China National Erzhong Group
- Native name: 中国第二重型机械集团公司
- Company type: State-owned
- Industry: Heavy machinery
- Headquarters: Deyang, Sichuan, China
- Area served: Worldwide
- Products: Forgings, etc.
- Number of employees: 12,650 (2008)
- Website: www.china-erzhong.com

= China National Erzhong Group =

Chinese state-owned machinery company

China National Erzhong Group is a Chinese state-owned heavy machinery company, which makes smelting and forging equipment, with its headquarters in Deyang, Sichuan. In 2015, it defaulted on interest payments after a local court accepted a restructuring request from one of its creditors.

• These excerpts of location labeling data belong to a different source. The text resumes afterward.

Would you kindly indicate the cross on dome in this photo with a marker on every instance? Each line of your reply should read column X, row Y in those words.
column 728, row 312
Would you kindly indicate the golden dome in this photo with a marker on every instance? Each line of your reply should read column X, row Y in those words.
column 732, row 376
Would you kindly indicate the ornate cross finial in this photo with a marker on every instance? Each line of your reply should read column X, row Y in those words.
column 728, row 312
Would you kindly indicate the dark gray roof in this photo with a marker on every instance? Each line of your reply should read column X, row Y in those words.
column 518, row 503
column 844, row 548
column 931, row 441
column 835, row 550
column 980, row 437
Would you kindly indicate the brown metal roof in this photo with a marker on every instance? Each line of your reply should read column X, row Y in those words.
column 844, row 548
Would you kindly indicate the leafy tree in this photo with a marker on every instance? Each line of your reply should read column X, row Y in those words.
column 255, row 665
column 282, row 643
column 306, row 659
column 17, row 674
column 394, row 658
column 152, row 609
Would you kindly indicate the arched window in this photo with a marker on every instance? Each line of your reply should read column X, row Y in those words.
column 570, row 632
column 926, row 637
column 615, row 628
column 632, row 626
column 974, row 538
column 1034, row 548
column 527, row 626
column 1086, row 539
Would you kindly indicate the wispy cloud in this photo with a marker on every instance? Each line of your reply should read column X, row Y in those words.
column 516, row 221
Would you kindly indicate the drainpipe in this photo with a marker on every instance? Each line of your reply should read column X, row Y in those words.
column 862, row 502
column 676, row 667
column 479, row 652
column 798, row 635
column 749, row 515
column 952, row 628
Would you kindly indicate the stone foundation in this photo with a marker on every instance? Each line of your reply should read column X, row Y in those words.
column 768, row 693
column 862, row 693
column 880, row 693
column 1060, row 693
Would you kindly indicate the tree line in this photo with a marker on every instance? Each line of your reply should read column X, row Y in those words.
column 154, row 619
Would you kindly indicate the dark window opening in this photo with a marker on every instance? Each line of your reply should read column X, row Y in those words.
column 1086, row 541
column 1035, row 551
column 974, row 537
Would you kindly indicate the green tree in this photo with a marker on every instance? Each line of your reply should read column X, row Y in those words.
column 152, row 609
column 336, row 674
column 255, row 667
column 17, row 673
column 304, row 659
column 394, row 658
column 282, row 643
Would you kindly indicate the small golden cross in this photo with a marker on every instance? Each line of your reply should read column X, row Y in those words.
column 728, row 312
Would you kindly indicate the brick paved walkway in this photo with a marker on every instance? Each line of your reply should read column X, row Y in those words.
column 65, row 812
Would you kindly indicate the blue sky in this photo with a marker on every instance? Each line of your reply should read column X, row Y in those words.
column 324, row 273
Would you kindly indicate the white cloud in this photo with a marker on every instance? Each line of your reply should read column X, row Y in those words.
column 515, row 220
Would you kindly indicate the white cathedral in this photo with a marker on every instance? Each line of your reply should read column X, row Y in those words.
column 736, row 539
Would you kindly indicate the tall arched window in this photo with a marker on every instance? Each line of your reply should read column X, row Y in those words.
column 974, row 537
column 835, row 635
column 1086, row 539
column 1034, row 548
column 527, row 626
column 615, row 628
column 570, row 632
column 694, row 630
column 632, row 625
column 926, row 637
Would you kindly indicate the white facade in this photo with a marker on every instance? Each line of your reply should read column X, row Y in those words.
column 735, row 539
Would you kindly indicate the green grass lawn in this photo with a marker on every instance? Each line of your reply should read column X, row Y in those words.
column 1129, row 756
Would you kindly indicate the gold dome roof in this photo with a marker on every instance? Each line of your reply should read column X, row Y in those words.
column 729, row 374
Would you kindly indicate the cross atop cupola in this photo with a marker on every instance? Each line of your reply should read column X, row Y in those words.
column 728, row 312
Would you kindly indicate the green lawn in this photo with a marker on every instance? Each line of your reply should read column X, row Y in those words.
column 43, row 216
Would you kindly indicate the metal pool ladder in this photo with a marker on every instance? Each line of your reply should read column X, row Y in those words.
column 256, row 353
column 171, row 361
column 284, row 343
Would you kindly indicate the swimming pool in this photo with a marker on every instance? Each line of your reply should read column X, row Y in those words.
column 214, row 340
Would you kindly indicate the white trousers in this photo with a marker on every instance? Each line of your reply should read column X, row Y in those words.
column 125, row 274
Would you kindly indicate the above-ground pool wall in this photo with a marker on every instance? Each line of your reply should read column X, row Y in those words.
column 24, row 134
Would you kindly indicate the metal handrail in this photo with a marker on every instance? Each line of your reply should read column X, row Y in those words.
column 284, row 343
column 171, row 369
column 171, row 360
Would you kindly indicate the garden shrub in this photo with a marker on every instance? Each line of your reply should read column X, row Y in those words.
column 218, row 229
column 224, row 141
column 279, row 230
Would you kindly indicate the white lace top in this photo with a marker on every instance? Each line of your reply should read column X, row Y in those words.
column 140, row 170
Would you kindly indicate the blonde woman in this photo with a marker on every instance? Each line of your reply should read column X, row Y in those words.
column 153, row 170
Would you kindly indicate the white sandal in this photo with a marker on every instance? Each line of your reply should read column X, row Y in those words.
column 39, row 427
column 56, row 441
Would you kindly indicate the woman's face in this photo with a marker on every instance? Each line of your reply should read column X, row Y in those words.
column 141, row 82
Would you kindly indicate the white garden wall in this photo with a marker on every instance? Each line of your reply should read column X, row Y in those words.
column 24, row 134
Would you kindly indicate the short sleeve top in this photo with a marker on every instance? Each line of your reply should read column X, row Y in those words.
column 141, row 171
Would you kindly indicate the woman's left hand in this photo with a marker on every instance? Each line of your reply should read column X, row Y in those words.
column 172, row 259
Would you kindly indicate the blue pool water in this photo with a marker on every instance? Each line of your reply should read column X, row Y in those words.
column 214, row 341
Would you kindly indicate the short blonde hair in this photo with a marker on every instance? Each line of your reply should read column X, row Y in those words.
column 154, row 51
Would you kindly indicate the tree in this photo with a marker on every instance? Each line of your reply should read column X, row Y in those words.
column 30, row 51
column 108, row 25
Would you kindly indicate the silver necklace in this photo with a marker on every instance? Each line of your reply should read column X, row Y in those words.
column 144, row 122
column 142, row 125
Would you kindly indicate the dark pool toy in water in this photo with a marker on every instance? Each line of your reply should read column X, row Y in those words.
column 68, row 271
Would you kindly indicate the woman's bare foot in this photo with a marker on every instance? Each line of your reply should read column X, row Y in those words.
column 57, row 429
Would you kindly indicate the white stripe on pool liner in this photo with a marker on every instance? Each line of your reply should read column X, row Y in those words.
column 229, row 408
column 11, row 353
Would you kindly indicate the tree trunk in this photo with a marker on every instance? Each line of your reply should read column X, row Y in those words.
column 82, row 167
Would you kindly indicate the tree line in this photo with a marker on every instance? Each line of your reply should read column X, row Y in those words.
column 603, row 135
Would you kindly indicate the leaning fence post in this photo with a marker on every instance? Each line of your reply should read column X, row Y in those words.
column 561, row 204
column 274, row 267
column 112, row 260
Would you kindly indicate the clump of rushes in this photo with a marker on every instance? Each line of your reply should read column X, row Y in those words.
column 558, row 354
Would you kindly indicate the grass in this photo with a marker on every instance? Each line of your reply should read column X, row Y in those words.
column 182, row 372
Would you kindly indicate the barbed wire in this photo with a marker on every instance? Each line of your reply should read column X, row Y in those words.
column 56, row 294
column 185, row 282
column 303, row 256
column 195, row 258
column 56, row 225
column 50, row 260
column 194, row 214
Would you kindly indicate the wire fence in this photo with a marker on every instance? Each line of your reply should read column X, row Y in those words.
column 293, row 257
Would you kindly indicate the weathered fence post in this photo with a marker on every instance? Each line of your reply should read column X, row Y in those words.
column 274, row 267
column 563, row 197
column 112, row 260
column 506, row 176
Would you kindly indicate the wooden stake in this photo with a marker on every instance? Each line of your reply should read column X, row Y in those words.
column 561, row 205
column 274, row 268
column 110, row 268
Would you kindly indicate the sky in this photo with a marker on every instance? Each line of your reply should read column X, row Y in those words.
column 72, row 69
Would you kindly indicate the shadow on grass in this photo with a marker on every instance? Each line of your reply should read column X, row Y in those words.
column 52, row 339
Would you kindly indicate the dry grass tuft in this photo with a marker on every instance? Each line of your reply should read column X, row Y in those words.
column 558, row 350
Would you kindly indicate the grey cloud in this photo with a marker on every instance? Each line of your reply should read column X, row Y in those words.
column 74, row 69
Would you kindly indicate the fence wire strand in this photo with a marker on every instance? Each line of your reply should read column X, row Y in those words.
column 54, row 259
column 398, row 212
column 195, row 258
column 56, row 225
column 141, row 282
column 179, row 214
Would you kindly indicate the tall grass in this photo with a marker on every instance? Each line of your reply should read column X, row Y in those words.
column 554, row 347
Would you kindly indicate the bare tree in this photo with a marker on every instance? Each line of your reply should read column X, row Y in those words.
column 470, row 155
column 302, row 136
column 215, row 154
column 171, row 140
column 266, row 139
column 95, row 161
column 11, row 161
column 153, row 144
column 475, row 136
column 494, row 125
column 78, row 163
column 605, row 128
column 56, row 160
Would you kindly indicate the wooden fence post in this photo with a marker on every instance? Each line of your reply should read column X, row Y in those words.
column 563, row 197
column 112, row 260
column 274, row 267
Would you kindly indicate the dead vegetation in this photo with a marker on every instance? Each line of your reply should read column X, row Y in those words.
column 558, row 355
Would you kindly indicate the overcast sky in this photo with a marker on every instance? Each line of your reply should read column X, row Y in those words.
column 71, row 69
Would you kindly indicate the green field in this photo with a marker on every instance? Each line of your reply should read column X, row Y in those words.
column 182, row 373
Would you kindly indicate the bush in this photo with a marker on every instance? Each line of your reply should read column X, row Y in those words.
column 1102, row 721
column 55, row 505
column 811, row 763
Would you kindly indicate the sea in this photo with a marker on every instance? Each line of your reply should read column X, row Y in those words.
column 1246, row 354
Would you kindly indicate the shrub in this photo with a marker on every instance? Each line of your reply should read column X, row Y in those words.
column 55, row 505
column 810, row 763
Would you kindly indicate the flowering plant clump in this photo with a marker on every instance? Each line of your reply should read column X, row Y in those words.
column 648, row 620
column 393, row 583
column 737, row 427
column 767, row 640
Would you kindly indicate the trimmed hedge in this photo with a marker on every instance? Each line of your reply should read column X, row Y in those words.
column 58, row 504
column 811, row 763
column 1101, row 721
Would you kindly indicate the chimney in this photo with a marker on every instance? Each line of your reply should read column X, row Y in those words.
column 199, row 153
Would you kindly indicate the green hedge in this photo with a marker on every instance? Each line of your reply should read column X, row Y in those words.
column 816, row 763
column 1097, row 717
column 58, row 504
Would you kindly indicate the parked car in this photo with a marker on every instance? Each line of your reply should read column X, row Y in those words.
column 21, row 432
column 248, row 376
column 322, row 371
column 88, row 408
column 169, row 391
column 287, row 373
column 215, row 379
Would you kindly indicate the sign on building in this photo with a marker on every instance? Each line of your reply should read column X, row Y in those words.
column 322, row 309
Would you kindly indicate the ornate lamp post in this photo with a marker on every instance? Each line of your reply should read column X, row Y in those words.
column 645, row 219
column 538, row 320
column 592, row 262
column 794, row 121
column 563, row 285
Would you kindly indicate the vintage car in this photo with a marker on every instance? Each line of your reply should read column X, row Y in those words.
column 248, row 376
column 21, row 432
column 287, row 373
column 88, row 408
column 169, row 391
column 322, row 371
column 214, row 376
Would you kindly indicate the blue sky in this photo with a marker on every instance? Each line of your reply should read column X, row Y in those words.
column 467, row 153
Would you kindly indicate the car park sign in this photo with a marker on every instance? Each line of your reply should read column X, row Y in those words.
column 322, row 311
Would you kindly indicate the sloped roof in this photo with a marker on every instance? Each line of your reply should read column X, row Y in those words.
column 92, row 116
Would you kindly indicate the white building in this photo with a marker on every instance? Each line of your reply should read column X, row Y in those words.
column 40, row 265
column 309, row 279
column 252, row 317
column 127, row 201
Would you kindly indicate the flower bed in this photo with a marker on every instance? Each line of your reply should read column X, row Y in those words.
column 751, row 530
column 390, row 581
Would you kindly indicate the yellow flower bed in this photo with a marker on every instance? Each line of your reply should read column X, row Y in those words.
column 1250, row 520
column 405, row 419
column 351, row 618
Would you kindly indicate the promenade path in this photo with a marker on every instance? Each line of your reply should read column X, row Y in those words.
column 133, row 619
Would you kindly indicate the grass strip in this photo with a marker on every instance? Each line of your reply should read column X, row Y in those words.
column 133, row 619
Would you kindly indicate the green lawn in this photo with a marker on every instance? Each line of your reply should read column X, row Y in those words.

As of 2008, it had 12,650 employees.

== Overview ==
Erzhong is a manufacturer of numerous aggregates for Chinese infrastructure, including critical one. It includes nuclear power plants projects, crankshafts for cargo ships, hydroelectric power turbines blades. Yet one of its unique achievements is a 22,000-ton steel hydraulic press forge that is used for production of bulkheads, landing gear, engine parts for China's Air Force and commercial passenger planes. It was suggested it can be used for aircraft carriers production, armor plating, spacecraft, and high-pressure mining tools.